I do not see any indication of the number of individuals. I understand that you calibrate the difference between the stages with ΔΔCt method however even one individual probably could make the difference, am I right? How many individuals did you use for this test? collecting method? 

3rd question.

2.6. Silencing of Pl-eng-2

 Your statement is  "No differences were observed in the number of males and females (Fig. 7)".

Why you have no significant differences in the adult numbers for this experiment. Were you expecting differences? If yes you should write soemthing on the discussion if not, why do you show this results?

Author Response

Reply to referee 3

1st question.

We agree with referee 3, we used 35 cycles , it was a mistyping (Fanelli  et al.,2014. We sequenced different clones and we did not find sequence diversity among clones, otherwise we would have commented.

2nd question.

Transcript accumulation was calculated using the Comparative Ct method (ΔΔCt) with reference to expression of control.

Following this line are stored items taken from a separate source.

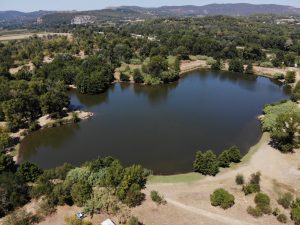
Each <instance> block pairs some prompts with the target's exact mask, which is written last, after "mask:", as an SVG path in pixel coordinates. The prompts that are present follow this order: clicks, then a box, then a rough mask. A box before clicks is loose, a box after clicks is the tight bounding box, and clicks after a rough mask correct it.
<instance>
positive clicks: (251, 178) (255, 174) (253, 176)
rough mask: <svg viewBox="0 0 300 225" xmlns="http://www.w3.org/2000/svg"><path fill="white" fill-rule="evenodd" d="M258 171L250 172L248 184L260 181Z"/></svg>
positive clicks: (259, 178) (259, 181)
mask: <svg viewBox="0 0 300 225" xmlns="http://www.w3.org/2000/svg"><path fill="white" fill-rule="evenodd" d="M260 176H261V173H260V172H256V173H253V174H251V179H250V184H259V183H260Z"/></svg>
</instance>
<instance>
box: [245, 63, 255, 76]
mask: <svg viewBox="0 0 300 225" xmlns="http://www.w3.org/2000/svg"><path fill="white" fill-rule="evenodd" d="M245 74H254V70H253V65H252V63H249V64H248V65H247V67H246V70H245Z"/></svg>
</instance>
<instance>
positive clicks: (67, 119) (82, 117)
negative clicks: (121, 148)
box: [2, 110, 94, 164]
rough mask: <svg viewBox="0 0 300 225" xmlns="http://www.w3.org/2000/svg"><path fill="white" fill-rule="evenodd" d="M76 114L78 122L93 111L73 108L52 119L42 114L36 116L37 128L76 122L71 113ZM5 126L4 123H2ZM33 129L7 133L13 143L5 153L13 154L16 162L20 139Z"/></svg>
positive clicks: (31, 131) (45, 127) (55, 126)
mask: <svg viewBox="0 0 300 225" xmlns="http://www.w3.org/2000/svg"><path fill="white" fill-rule="evenodd" d="M74 113H75V114H76V116H77V119H78V121H77V122H80V121H82V120H87V119H90V118H91V117H92V116H94V113H92V112H86V111H81V110H75V111H69V112H67V115H66V116H65V117H63V118H60V119H52V118H50V116H49V115H44V116H42V117H40V118H38V119H37V120H36V121H37V122H38V124H39V125H40V128H39V129H38V130H43V129H48V128H53V127H58V126H62V125H66V124H70V123H77V122H76V121H74V117H73V114H74ZM2 126H5V125H2ZM32 132H35V131H30V130H29V129H28V128H26V129H20V130H19V131H18V132H15V133H12V132H11V133H9V136H10V137H11V139H12V140H13V142H14V144H13V145H12V146H10V147H8V148H7V149H6V150H5V152H6V154H10V155H12V156H13V160H14V161H15V162H16V163H17V164H18V163H19V162H20V158H21V155H20V144H21V143H22V140H24V138H26V136H28V135H29V134H31V133H32Z"/></svg>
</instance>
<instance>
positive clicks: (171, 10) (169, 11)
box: [0, 3, 300, 26]
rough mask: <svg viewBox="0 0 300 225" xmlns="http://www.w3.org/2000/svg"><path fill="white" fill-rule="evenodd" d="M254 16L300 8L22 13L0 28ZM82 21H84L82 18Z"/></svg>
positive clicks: (9, 15) (286, 7)
mask: <svg viewBox="0 0 300 225" xmlns="http://www.w3.org/2000/svg"><path fill="white" fill-rule="evenodd" d="M253 14H275V15H300V8H295V7H292V6H284V5H275V4H261V5H254V4H246V3H237V4H210V5H204V6H193V5H185V6H162V7H158V8H143V7H138V6H121V7H113V8H107V9H103V10H92V11H67V12H65V11H58V12H51V11H36V12H30V13H24V12H18V11H0V26H14V25H23V24H27V25H28V24H32V23H34V22H36V19H37V18H38V17H42V18H43V23H44V24H45V25H49V26H51V25H58V24H70V23H71V21H72V20H73V19H74V18H75V17H78V16H79V17H80V16H90V17H91V18H92V20H94V21H95V22H103V21H109V22H116V21H121V20H135V19H147V18H157V17H186V16H213V15H226V16H249V15H253ZM79 21H80V18H79ZM83 21H84V20H83Z"/></svg>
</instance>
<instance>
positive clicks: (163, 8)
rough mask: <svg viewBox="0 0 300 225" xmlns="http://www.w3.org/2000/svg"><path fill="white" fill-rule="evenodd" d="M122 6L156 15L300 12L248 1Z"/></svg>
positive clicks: (298, 13) (246, 13) (156, 15)
mask: <svg viewBox="0 0 300 225" xmlns="http://www.w3.org/2000/svg"><path fill="white" fill-rule="evenodd" d="M120 8H126V9H131V10H134V11H137V12H140V13H143V14H145V13H147V14H152V15H156V16H207V15H226V16H249V15H253V14H277V15H291V14H300V8H295V7H292V6H284V5H275V4H262V5H253V4H246V3H237V4H210V5H204V6H193V5H185V6H162V7H159V8H142V7H136V6H122V7H120Z"/></svg>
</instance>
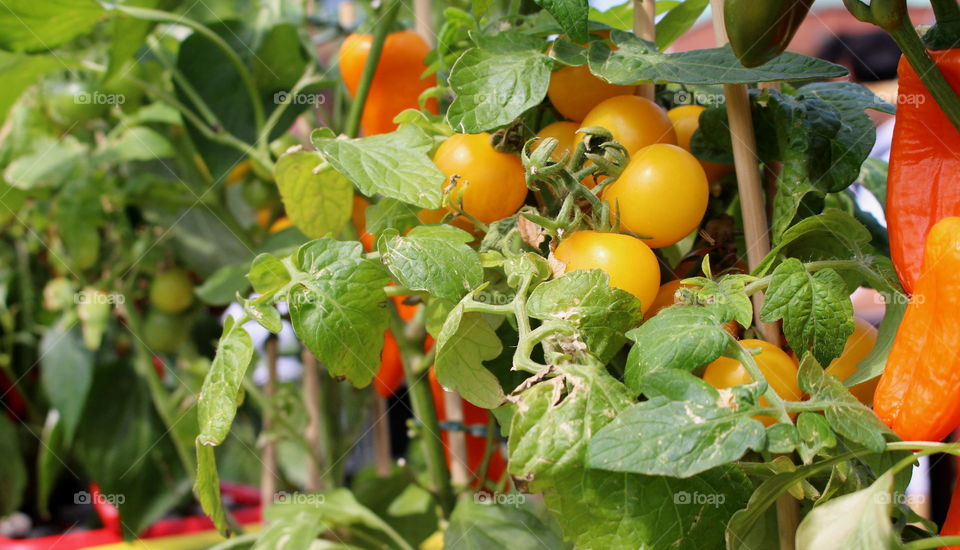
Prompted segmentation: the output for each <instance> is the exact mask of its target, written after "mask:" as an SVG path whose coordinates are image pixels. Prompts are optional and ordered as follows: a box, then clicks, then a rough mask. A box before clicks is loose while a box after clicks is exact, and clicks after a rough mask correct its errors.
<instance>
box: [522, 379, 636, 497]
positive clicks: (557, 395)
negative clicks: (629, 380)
mask: <svg viewBox="0 0 960 550" xmlns="http://www.w3.org/2000/svg"><path fill="white" fill-rule="evenodd" d="M602 368H603V367H602V365H600V364H596V365H589V366H579V365H565V366H564V367H563V371H562V372H563V374H562V375H561V376H558V377H555V378H551V379H549V380H547V381H545V382H541V383H539V384H536V385H534V386H533V387H532V388H530V389H528V390H525V391H524V392H523V393H522V394H521V395H520V401H519V404H518V406H517V412H516V414H514V416H513V420H512V421H511V424H510V438H509V439H508V440H507V444H508V449H509V453H510V461H509V468H510V473H511V474H513V475H514V476H516V477H517V478H519V479H522V480H524V481H525V482H526V483H527V484H528V486H529V488H530V490H532V491H541V490H545V489H547V488H550V487H551V486H553V484H554V480H555V479H556V478H558V477H560V476H562V475H564V474H567V473H572V472H580V471H582V469H583V468H584V461H585V459H586V453H587V443H588V442H589V441H590V440H591V439H592V438H593V436H594V434H595V433H596V432H597V431H598V430H600V428H602V427H603V426H605V425H606V424H607V423H608V422H610V420H612V419H613V418H614V417H615V416H616V415H617V413H619V412H620V411H622V410H624V409H625V408H627V407H628V406H630V404H632V403H633V396H632V395H631V392H630V390H628V389H627V388H626V386H624V385H623V384H621V383H620V382H618V381H617V380H616V379H614V378H613V377H611V376H610V375H608V374H606V373H605V372H602V370H601V369H602ZM561 398H562V399H561Z"/></svg>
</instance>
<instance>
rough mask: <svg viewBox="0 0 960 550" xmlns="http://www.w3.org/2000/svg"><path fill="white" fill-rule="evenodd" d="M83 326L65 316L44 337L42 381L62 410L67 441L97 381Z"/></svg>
mask: <svg viewBox="0 0 960 550" xmlns="http://www.w3.org/2000/svg"><path fill="white" fill-rule="evenodd" d="M79 328H80V327H78V326H77V325H76V324H75V323H72V322H70V320H69V319H68V318H66V317H64V318H61V320H60V321H59V322H58V323H57V324H55V325H54V326H53V327H51V328H50V329H48V330H47V332H46V333H45V334H44V335H43V339H42V340H41V341H40V354H41V355H40V356H41V358H42V359H41V367H42V368H41V369H40V383H41V385H42V387H43V391H44V394H46V396H47V399H48V400H49V402H50V405H51V407H53V408H55V409H56V410H57V411H59V412H60V418H61V422H63V429H64V439H65V440H67V441H71V440H72V439H73V434H74V432H75V431H76V429H77V426H78V425H79V424H80V419H81V415H82V413H83V408H84V405H85V404H86V402H87V396H88V395H89V393H90V387H91V385H92V383H93V371H94V367H93V353H92V352H91V351H90V350H89V349H88V348H87V347H86V346H84V345H83V339H82V336H81V334H80V330H79Z"/></svg>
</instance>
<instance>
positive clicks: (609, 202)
mask: <svg viewBox="0 0 960 550" xmlns="http://www.w3.org/2000/svg"><path fill="white" fill-rule="evenodd" d="M709 195H710V188H709V186H708V185H707V176H706V175H705V174H704V173H703V168H701V167H700V163H698V162H697V159H696V158H694V156H693V155H691V154H690V153H688V152H686V151H684V150H683V149H681V148H679V147H677V146H676V145H662V144H660V145H651V146H649V147H646V148H644V149H641V150H640V151H638V152H637V154H636V155H635V156H634V157H633V158H632V159H630V163H629V164H627V167H626V168H625V169H624V170H623V173H622V174H620V178H619V179H617V181H615V182H614V183H613V184H611V185H610V186H609V187H607V188H606V189H604V190H603V199H604V200H606V201H608V202H609V203H610V213H611V216H615V215H616V213H617V210H618V209H619V213H620V224H621V225H622V227H623V228H624V229H626V230H628V231H631V232H633V233H638V234H640V235H643V236H645V237H650V238H649V239H646V240H645V242H646V243H647V245H648V246H650V247H651V248H662V247H664V246H670V245H671V244H674V243H676V242H677V241H679V240H681V239H683V238H684V237H686V236H687V235H689V234H690V233H691V232H692V231H693V230H695V229H696V228H697V227H698V226H699V225H700V221H701V220H703V214H704V213H705V212H706V211H707V201H708V200H709Z"/></svg>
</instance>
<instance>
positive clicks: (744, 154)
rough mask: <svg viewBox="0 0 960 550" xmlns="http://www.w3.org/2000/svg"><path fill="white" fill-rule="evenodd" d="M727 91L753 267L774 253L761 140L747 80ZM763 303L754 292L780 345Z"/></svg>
mask: <svg viewBox="0 0 960 550" xmlns="http://www.w3.org/2000/svg"><path fill="white" fill-rule="evenodd" d="M710 6H711V9H712V10H713V31H714V34H715V35H716V37H717V45H720V46H722V45H723V44H726V43H727V31H726V29H725V28H724V26H723V0H710ZM723 94H724V96H725V97H726V101H727V118H728V119H729V122H730V137H731V141H732V142H733V160H734V165H735V166H736V170H737V186H738V190H739V193H740V211H741V213H742V215H743V232H744V234H745V237H746V242H747V265H749V266H750V269H751V270H753V268H755V267H757V264H759V263H760V261H761V260H763V258H764V257H766V255H767V254H768V253H770V233H769V229H768V224H767V209H766V206H765V205H764V202H763V183H762V182H761V178H760V169H759V167H758V166H759V163H760V161H759V159H758V158H757V141H756V136H755V135H754V133H753V115H752V114H751V112H750V96H749V94H748V93H747V86H746V85H744V84H724V86H723ZM762 307H763V294H762V293H759V292H758V293H757V294H754V295H753V308H754V323H755V324H756V326H757V329H758V330H759V331H760V333H761V334H762V335H763V338H764V340H766V341H768V342H771V343H773V344H777V345H779V344H780V343H781V339H780V327H779V325H777V324H776V323H765V322H763V321H761V320H760V310H761V308H762Z"/></svg>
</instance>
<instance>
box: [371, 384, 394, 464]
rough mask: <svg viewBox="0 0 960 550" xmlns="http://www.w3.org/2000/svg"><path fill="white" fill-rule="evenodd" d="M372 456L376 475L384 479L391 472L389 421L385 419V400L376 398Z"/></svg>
mask: <svg viewBox="0 0 960 550" xmlns="http://www.w3.org/2000/svg"><path fill="white" fill-rule="evenodd" d="M373 455H374V457H375V459H376V465H377V475H378V476H380V477H386V476H388V475H390V471H391V470H393V450H392V449H391V446H390V419H389V418H387V400H386V399H384V398H382V397H380V396H379V395H377V396H376V402H375V403H374V407H373Z"/></svg>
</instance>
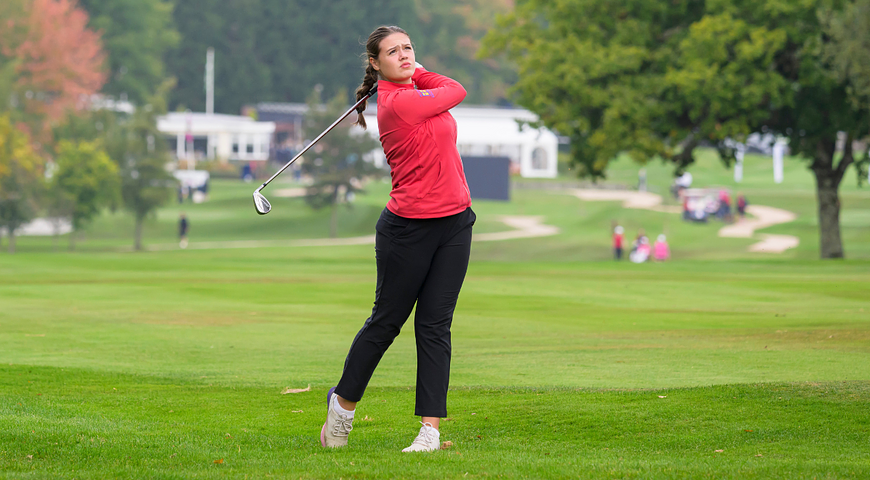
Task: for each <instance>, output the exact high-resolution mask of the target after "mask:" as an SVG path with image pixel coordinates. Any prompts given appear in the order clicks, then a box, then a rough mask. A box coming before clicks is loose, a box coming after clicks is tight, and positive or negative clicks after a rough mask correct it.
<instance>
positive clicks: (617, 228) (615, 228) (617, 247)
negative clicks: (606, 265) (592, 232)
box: [613, 225, 625, 260]
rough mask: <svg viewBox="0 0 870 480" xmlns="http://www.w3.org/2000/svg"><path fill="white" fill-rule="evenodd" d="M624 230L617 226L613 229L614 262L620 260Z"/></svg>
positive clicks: (622, 228)
mask: <svg viewBox="0 0 870 480" xmlns="http://www.w3.org/2000/svg"><path fill="white" fill-rule="evenodd" d="M624 233H625V229H623V228H622V227H621V226H619V225H617V226H616V228H614V229H613V256H614V257H615V259H616V260H622V242H623V239H624V237H625V235H624Z"/></svg>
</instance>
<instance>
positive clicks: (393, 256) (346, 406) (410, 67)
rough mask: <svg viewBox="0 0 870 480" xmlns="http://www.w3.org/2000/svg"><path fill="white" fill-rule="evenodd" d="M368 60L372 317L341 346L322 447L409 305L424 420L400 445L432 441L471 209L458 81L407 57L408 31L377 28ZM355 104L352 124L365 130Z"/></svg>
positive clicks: (362, 383) (393, 28)
mask: <svg viewBox="0 0 870 480" xmlns="http://www.w3.org/2000/svg"><path fill="white" fill-rule="evenodd" d="M366 53H367V60H368V62H367V64H366V71H365V77H364V78H363V83H362V85H361V86H360V87H359V88H358V89H357V92H356V95H357V100H359V99H361V98H363V97H364V96H365V95H366V94H367V93H368V92H369V90H370V89H371V88H372V87H373V86H374V85H375V83H376V82H377V86H378V129H379V130H380V140H381V144H382V146H383V148H384V153H385V154H386V157H387V161H388V162H389V165H390V169H391V170H390V175H391V176H392V191H391V192H390V200H389V202H388V203H387V206H386V208H385V209H384V211H383V212H382V213H381V217H380V219H379V220H378V222H377V225H376V226H375V230H376V236H375V259H376V262H377V286H376V288H375V303H374V308H372V314H371V316H370V317H369V318H368V319H367V320H366V321H365V324H364V325H363V327H362V329H360V331H359V333H357V335H356V338H354V340H353V342H352V343H351V346H350V351H349V352H348V354H347V358H346V359H345V363H344V370H343V372H342V375H341V379H340V380H339V382H338V385H336V386H335V387H333V388H331V389H330V390H329V392H328V393H327V397H326V398H327V418H326V422H325V423H324V424H323V428H322V429H321V433H320V441H321V444H322V445H323V446H324V447H340V446H344V445H347V439H348V434H349V433H350V431H351V430H352V428H353V426H352V423H353V417H354V413H355V411H356V404H357V402H359V401H360V400H361V399H362V397H363V393H364V392H365V389H366V386H367V385H368V383H369V380H370V379H371V376H372V374H373V373H374V370H375V368H376V367H377V365H378V362H379V361H380V359H381V357H382V356H383V355H384V352H386V350H387V348H388V347H389V346H390V345H391V344H392V343H393V339H395V337H396V336H397V335H398V334H399V331H400V330H401V328H402V325H404V323H405V321H406V320H407V319H408V316H409V315H410V314H411V310H412V309H413V308H414V305H415V304H416V306H417V309H416V314H415V317H414V331H415V335H416V341H417V390H416V395H417V400H416V408H415V415H419V416H420V417H421V423H422V424H423V426H422V427H421V428H420V433H419V434H418V436H417V438H416V439H415V440H414V442H413V443H412V444H411V445H410V446H409V447H407V448H405V449H404V450H402V451H404V452H415V451H432V450H436V449H438V448H440V445H441V444H440V433H439V421H440V419H441V417H445V416H447V386H448V381H449V376H450V353H451V342H450V326H451V323H452V321H453V311H454V309H455V308H456V301H457V298H458V297H459V290H460V289H461V288H462V282H463V281H464V279H465V273H466V271H467V269H468V258H469V255H470V252H471V229H472V226H473V225H474V221H475V219H476V216H475V214H474V212H473V211H472V210H471V195H470V193H469V190H468V183H467V182H466V180H465V171H464V170H463V168H462V160H461V159H460V157H459V152H458V150H457V149H456V121H455V120H454V119H453V116H451V115H450V113H449V111H448V110H449V109H451V108H453V107H455V106H456V105H458V104H459V103H460V102H461V101H462V100H463V99H464V98H465V95H466V92H465V89H464V88H463V87H462V85H460V84H459V82H457V81H455V80H452V79H450V78H447V77H445V76H443V75H439V74H437V73H434V72H429V71H426V70H425V69H424V68H422V66H421V65H419V64H417V63H416V60H415V55H414V47H413V45H412V44H411V39H410V37H409V36H408V34H407V33H406V32H405V31H404V30H402V29H401V28H399V27H379V28H377V29H376V30H375V31H374V32H372V34H371V35H370V36H369V39H368V41H367V42H366ZM364 109H365V104H363V105H362V106H361V107H360V109H359V117H358V121H357V123H358V124H359V125H360V126H362V127H363V128H365V119H364V117H363V115H362V110H364Z"/></svg>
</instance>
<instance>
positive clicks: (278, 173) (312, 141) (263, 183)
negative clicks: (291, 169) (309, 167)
mask: <svg viewBox="0 0 870 480" xmlns="http://www.w3.org/2000/svg"><path fill="white" fill-rule="evenodd" d="M377 91H378V85H377V84H375V86H373V87H372V89H371V90H369V93H367V94H366V95H365V96H364V97H363V98H361V99H359V101H357V102H356V104H355V105H354V106H352V107H350V110H348V111H347V112H345V113H344V115H342V116H341V117H339V119H338V120H336V121H335V122H333V123H332V125H330V126H329V127H327V129H326V130H324V131H323V133H321V134H320V135H318V136H317V138H315V139H314V141H312V142H311V143H309V144H308V145H306V146H305V148H303V149H302V151H301V152H299V153H297V154H296V156H295V157H293V159H292V160H290V161H289V162H287V164H286V165H284V166H283V167H281V170H278V171H277V172H276V173H275V175H272V177H271V178H269V179H268V180H266V181H265V182H263V184H262V185H260V188H258V189H256V190H254V208H255V209H256V210H257V213H259V214H260V215H265V214H267V213H269V212H270V211H271V210H272V204H271V203H269V200H266V197H264V196H263V194H262V193H260V190H262V189H264V188H266V185H268V184H269V182H271V181H272V180H274V179H275V177H277V176H278V175H281V172H283V171H284V170H286V169H287V167H289V166H290V165H292V164H293V162H295V161H296V159H298V158H299V157H301V156H302V155H303V154H304V153H305V152H307V151H308V149H309V148H311V147H312V146H314V144H315V143H317V142H318V141H320V139H321V138H323V136H324V135H326V134H327V133H329V131H330V130H332V129H333V128H335V126H336V125H338V124H339V123H341V121H342V120H344V119H345V118H347V116H348V115H350V114H351V112H353V111H354V110H356V109H357V108H359V106H360V105H362V103H363V102H365V101H366V100H368V99H369V98H370V97H371V96H372V95H374V94H375V92H377Z"/></svg>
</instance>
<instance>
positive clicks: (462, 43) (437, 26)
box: [408, 0, 515, 104]
mask: <svg viewBox="0 0 870 480" xmlns="http://www.w3.org/2000/svg"><path fill="white" fill-rule="evenodd" d="M513 3H514V2H513V1H510V0H464V1H455V0H453V1H440V2H429V1H422V0H417V1H415V2H414V7H415V8H414V9H415V11H416V14H417V21H416V24H417V25H416V28H415V27H414V26H413V25H412V26H411V27H408V29H409V30H408V33H410V34H411V39H412V40H413V41H414V43H415V45H416V47H417V59H418V61H419V62H420V63H422V64H423V65H424V66H425V67H426V68H427V69H429V70H431V71H433V72H438V73H442V74H444V75H447V76H449V77H451V78H454V79H456V80H457V81H458V82H460V83H461V84H462V85H463V86H464V87H465V89H466V90H467V91H468V97H467V98H466V100H465V101H466V102H467V103H486V104H495V103H498V102H503V101H504V99H505V98H506V97H507V88H508V86H509V84H510V83H512V82H513V81H515V78H514V77H515V75H514V72H513V71H512V70H511V69H510V67H509V65H508V64H507V62H505V61H502V60H501V59H496V58H484V59H481V58H478V57H477V52H478V51H479V50H480V41H481V39H482V38H483V36H484V35H485V34H486V33H487V32H488V31H489V30H490V29H492V28H493V27H494V26H495V20H494V19H495V17H496V15H498V14H504V13H507V12H509V11H510V10H511V7H512V6H513Z"/></svg>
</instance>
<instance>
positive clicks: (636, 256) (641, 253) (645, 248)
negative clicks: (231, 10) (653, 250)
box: [628, 236, 650, 263]
mask: <svg viewBox="0 0 870 480" xmlns="http://www.w3.org/2000/svg"><path fill="white" fill-rule="evenodd" d="M635 242H636V243H637V248H635V249H634V251H633V252H632V253H631V255H629V256H628V258H629V260H631V261H632V262H634V263H643V262H645V261H647V259H648V258H649V253H650V246H649V239H648V238H646V236H643V237H640V239H639V240H636V241H635Z"/></svg>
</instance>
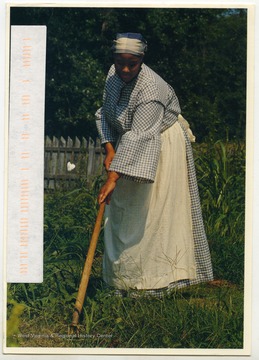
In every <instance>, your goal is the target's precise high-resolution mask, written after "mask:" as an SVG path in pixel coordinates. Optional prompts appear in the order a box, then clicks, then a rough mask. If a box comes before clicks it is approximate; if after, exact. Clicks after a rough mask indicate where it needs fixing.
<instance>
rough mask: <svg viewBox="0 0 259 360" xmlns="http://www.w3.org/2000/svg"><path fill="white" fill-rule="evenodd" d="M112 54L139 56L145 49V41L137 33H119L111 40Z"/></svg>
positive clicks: (144, 52)
mask: <svg viewBox="0 0 259 360" xmlns="http://www.w3.org/2000/svg"><path fill="white" fill-rule="evenodd" d="M112 50H113V52H114V54H132V55H137V56H141V55H144V54H145V52H146V50H147V42H146V40H145V39H144V38H143V36H142V35H141V34H139V33H119V34H117V36H116V40H114V41H113V46H112Z"/></svg>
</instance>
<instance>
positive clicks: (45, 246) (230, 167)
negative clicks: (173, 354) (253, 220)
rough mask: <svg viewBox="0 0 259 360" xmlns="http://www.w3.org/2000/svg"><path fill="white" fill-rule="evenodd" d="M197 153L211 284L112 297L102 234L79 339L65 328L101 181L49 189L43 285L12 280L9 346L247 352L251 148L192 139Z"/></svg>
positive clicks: (89, 288)
mask: <svg viewBox="0 0 259 360" xmlns="http://www.w3.org/2000/svg"><path fill="white" fill-rule="evenodd" d="M194 155H195V161H196V167H197V177H198V182H199V187H200V195H201V199H202V210H203V215H204V223H205V227H206V233H207V236H208V240H209V245H210V248H211V254H212V262H213V268H214V275H215V279H219V281H218V282H215V283H214V284H201V285H198V286H192V287H190V288H186V289H181V290H177V291H175V292H174V293H172V294H171V295H166V296H165V297H164V298H163V299H151V298H144V297H139V298H137V299H134V298H130V297H124V298H119V297H117V296H114V294H113V292H112V291H110V290H108V289H106V288H104V287H103V283H102V275H101V268H102V254H103V240H102V238H103V234H102V232H101V235H100V239H99V242H98V246H97V251H96V256H95V260H94V264H93V269H92V276H91V280H90V283H89V287H88V291H87V297H86V301H85V304H84V307H83V312H82V316H81V318H80V325H79V330H80V332H79V336H78V337H76V336H75V334H69V332H68V330H69V325H70V323H71V320H72V314H73V306H74V303H75V299H76V295H77V290H78V286H79V282H80V278H81V271H82V267H83V264H84V261H85V256H86V252H87V248H88V244H89V239H90V237H91V234H92V230H93V224H94V221H95V217H96V214H97V209H98V206H97V203H96V194H97V192H98V188H99V186H100V182H101V179H100V178H98V179H96V181H95V182H94V183H93V184H92V186H91V187H90V188H89V187H86V186H84V184H82V186H80V187H79V188H78V189H75V190H73V191H70V192H69V191H61V190H60V191H55V192H53V193H47V194H46V195H45V221H44V224H45V232H44V235H45V236H44V240H45V252H44V282H43V283H42V284H8V308H7V318H8V323H7V326H8V332H7V334H8V339H7V346H20V347H34V346H36V347H91V348H93V347H107V348H208V349H212V348H226V349H230V348H236V349H238V348H242V346H243V279H244V273H243V271H244V266H243V265H244V264H243V262H244V261H243V256H244V199H245V197H244V195H245V194H244V191H245V190H244V189H245V188H244V185H245V183H244V178H245V177H244V176H245V165H244V164H245V151H244V147H243V146H242V145H239V144H223V143H222V142H219V143H216V144H209V145H203V146H200V145H197V144H196V145H195V146H194Z"/></svg>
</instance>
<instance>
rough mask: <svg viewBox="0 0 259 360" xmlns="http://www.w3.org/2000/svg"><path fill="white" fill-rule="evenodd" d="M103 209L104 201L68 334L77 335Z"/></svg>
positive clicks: (90, 242)
mask: <svg viewBox="0 0 259 360" xmlns="http://www.w3.org/2000/svg"><path fill="white" fill-rule="evenodd" d="M104 209H105V203H102V204H101V205H100V207H99V210H98V214H97V217H96V221H95V225H94V230H93V233H92V237H91V240H90V244H89V249H88V253H87V256H86V260H85V264H84V269H83V273H82V276H81V281H80V285H79V289H78V294H77V298H76V302H75V307H74V312H73V318H72V323H71V325H70V329H69V333H70V334H71V333H76V334H77V335H78V334H79V326H78V323H79V317H80V314H81V311H82V308H83V304H84V300H85V295H86V290H87V286H88V282H89V278H90V273H91V268H92V264H93V259H94V254H95V249H96V245H97V241H98V237H99V234H100V230H101V224H102V218H103V213H104Z"/></svg>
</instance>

We have added directly the number of specimens used to determine the expression pattern.

A different number of nematodes couldn’t make differences as we started from the same amount of male, female and J2 RNA, the same amount of cDNA and the amount of target is normalised to endogenous control 18S RNA and relative to the untreated sample (control) as calibrator.

3rd question.

First of all, we would like to stress that silencing by soaking is transient and also depends from the genes that you are going to silence. In our study, after 45 days (one life cycle for P. loosi) of incubation on carrot discs, we observed a decrease in reproduction (35%) of final population compared to the control population. The sum of the number of eggs, juveniles, females, and males was considered as the final nematode population. Then we demonstrated that this decrease is due to a reduced number of eggs and larval stages, while the ratio of females: males was comparable with that of the control population. Thus we have interpreted this result as the consequence of a reduced ability to feed and finally to reproduce.